Роман Михайлов прошел удивительный путь от математика до кинорежиссера сквозь аскезу и личные медитативные практики, путешествовал по христианским и индуистским сектам и, кажется, в какой-то момент проковырял дырочку в пространстве и времени, сквозь которую видно качественно иное измерение. С тех пор с завидной регулярностью Михайлов подпускает к личной камере-обскуре всех желающих, и никто не уходит обиженным. «Надо снимать фильмы о любви» продолжает традицию предыдущих картин главного метамодерниста России: расширяет границы видимого, погружая зрителей в эфемерный нарратив в свойственной только Михайлову манере – легко, по-доброму и совершенно незаметно для смотрящего.

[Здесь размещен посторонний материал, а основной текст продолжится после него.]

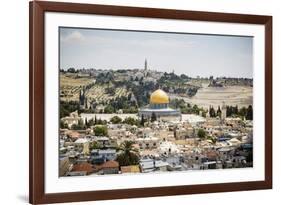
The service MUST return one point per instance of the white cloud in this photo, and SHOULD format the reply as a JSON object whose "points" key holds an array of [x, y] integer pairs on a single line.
{"points": [[74, 36]]}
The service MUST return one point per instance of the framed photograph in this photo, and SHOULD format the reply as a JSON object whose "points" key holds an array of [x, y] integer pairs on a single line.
{"points": [[132, 102]]}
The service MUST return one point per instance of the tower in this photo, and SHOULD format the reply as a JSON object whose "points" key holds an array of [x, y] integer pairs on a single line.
{"points": [[145, 65], [145, 68], [223, 111]]}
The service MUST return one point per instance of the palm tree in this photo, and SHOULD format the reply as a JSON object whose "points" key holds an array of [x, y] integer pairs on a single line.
{"points": [[129, 155]]}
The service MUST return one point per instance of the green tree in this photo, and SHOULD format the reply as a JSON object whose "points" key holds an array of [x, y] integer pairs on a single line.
{"points": [[201, 134], [79, 126], [63, 125], [100, 130], [116, 120], [129, 155]]}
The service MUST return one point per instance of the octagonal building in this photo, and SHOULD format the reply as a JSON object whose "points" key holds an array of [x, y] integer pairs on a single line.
{"points": [[159, 104]]}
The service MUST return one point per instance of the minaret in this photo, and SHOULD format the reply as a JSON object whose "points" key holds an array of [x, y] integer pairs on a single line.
{"points": [[223, 111], [145, 65], [145, 68]]}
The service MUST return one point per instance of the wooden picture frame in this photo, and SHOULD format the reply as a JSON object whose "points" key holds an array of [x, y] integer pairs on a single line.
{"points": [[37, 193]]}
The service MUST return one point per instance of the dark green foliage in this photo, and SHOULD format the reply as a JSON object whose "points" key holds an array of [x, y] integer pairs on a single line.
{"points": [[79, 126], [131, 121], [129, 155], [153, 117], [201, 134], [100, 130], [116, 120], [68, 107]]}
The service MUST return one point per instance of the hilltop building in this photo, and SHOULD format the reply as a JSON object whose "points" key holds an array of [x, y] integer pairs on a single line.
{"points": [[159, 105]]}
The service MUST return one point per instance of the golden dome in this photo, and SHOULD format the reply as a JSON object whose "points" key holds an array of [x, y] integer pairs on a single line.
{"points": [[159, 97]]}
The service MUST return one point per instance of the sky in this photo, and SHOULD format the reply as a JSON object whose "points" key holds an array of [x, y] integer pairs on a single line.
{"points": [[190, 54]]}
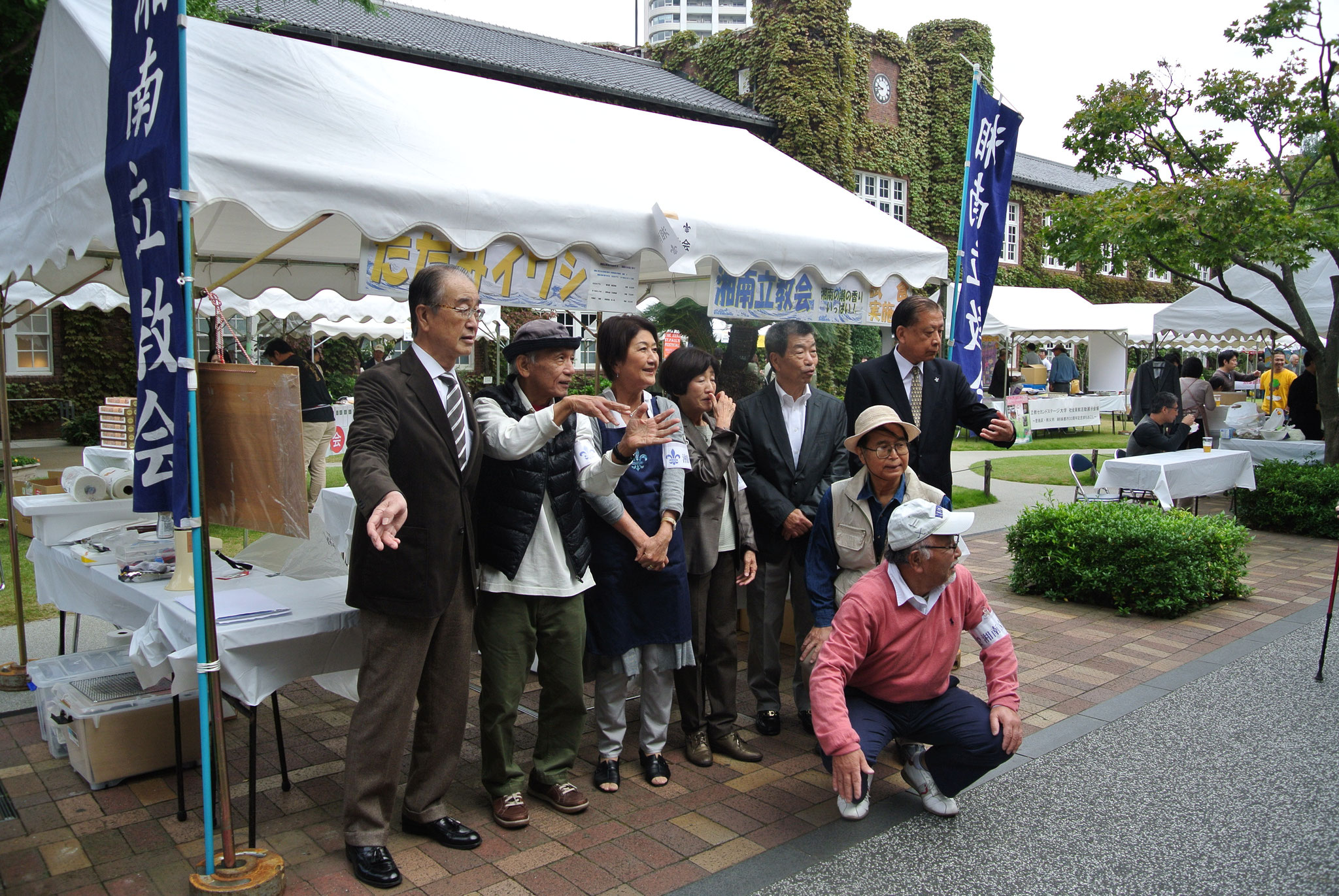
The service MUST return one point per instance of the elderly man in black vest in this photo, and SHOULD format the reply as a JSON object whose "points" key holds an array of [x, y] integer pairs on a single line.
{"points": [[539, 454]]}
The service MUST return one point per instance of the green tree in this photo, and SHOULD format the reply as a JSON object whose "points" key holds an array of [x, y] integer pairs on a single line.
{"points": [[1200, 207]]}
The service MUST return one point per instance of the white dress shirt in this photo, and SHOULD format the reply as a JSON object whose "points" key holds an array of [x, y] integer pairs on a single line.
{"points": [[435, 371], [793, 413], [906, 367]]}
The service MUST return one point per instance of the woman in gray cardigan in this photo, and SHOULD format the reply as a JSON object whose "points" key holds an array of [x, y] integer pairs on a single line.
{"points": [[719, 546]]}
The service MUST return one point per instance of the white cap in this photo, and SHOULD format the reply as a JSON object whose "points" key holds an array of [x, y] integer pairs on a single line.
{"points": [[915, 520]]}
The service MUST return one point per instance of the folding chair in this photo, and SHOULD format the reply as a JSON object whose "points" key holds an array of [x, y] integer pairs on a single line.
{"points": [[1081, 464]]}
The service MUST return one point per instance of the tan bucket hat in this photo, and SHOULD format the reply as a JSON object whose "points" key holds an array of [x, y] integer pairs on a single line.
{"points": [[872, 418]]}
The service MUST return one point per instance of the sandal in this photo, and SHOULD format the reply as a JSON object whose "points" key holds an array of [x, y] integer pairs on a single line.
{"points": [[655, 767], [607, 772]]}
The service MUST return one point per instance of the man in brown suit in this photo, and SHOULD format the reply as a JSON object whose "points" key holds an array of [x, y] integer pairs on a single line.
{"points": [[413, 459]]}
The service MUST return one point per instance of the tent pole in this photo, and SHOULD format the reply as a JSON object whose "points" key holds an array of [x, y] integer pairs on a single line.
{"points": [[22, 678], [268, 252]]}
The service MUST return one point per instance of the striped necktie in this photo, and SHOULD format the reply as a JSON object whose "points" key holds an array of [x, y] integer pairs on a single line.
{"points": [[915, 395], [456, 413]]}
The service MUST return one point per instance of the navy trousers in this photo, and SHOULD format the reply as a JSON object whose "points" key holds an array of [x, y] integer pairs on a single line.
{"points": [[957, 723]]}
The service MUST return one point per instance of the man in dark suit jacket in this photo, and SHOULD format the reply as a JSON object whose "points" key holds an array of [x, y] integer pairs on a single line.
{"points": [[413, 459], [789, 453], [945, 399]]}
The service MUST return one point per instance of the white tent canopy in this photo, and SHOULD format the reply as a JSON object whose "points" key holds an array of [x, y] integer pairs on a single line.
{"points": [[1206, 311], [284, 130]]}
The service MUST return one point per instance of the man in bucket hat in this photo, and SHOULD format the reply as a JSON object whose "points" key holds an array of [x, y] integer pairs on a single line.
{"points": [[884, 674], [539, 453]]}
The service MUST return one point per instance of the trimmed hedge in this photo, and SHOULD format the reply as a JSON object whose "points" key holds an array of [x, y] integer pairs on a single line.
{"points": [[1291, 497], [1129, 556]]}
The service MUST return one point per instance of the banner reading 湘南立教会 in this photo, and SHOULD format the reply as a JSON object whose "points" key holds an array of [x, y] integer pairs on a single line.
{"points": [[505, 274], [758, 293], [991, 141], [143, 167]]}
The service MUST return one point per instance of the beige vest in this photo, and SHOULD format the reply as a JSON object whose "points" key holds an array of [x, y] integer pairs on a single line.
{"points": [[853, 527]]}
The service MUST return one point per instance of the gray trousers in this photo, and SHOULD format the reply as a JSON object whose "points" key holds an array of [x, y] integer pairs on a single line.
{"points": [[707, 690], [406, 659], [766, 616]]}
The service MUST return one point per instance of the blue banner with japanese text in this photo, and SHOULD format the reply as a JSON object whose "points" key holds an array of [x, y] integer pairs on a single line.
{"points": [[143, 165], [991, 141]]}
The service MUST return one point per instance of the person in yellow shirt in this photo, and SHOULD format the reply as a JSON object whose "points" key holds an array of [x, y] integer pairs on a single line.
{"points": [[1276, 382]]}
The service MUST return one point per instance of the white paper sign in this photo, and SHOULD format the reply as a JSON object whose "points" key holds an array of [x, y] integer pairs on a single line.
{"points": [[675, 456], [678, 240]]}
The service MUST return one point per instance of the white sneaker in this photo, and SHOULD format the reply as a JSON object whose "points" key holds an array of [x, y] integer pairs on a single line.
{"points": [[922, 781], [856, 810]]}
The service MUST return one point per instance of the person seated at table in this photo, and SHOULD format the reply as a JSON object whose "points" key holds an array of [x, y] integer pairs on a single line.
{"points": [[885, 671], [1196, 398], [1159, 430], [852, 522]]}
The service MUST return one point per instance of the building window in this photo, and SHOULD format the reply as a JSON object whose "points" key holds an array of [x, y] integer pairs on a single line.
{"points": [[581, 327], [29, 342], [888, 195], [1050, 260], [1009, 248], [1109, 265]]}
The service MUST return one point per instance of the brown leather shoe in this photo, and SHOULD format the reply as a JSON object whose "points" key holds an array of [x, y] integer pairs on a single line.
{"points": [[736, 749], [564, 797], [696, 749], [509, 810]]}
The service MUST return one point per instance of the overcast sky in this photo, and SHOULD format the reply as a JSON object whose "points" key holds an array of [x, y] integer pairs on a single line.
{"points": [[1046, 51]]}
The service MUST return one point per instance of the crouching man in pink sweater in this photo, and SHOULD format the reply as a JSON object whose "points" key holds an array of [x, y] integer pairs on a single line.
{"points": [[884, 672]]}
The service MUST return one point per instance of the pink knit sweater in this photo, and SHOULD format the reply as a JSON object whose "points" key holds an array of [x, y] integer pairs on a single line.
{"points": [[896, 654]]}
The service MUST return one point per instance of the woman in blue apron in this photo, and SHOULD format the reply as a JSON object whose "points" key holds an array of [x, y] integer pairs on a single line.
{"points": [[637, 614]]}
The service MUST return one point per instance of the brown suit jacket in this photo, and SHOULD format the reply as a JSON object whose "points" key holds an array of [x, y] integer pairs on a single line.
{"points": [[401, 441], [711, 482]]}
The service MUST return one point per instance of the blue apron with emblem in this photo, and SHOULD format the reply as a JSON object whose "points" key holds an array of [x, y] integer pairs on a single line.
{"points": [[631, 606]]}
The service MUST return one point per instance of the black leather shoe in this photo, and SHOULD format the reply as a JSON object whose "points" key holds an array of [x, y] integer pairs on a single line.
{"points": [[449, 832], [374, 865]]}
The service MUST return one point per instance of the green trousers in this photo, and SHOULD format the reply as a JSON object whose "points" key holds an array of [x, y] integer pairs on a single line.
{"points": [[511, 631]]}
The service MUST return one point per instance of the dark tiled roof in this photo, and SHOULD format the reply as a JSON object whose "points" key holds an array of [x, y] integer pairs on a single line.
{"points": [[462, 44], [1057, 176]]}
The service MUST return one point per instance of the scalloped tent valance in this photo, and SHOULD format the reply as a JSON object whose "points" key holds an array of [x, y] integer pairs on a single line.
{"points": [[284, 130]]}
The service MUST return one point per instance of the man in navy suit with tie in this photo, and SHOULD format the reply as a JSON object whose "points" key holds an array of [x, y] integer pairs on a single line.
{"points": [[926, 390], [789, 454], [413, 461]]}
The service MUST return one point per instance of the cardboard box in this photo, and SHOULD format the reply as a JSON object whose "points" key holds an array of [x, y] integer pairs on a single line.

Выбор псевдодокументального формата кажется логичным развитием идей Михайлова. В одной из сцен он, словно гуру в ашраме, рассказывает актерам, что фильм – не пространство воображения, как литература, поэтому, формируя кинополотно, авторы вынуждены устраивать в нем специальные дыры-ловушки, куда будет проваливаться зритель. Герои завороженно слушают мастера, кивают и сами попадают в ловушки, расставленные режиссером. Марк теряет голову от случайно встреченной в переулке красавицы (Дарья Брюханова) и разрывается между главной ролью в фильме и большой любовью в жизни. Маша, побрившись налысо ради роли, записывает уморительное извинение для театра, в котором служит, признаваясь, что остается в некой общине на неизвестный срок. Чуть позже этот пранк тоже выйдет из-под контроля. Чингизу достается партия трикстера и главного юмориста команды, а Алине (Алина Насибуллина) – немного сердитого голоса разума. Сам же режиссер вновь берет на себя роль отца. Но если в «Поедем с тобой в Макао» Михайлов буквально играл подверженного страстям родителя, то в «Надо снимать фильмы о любви» он отец фигуральный, духовный, несущий мудрость кинематографа своим названным детям.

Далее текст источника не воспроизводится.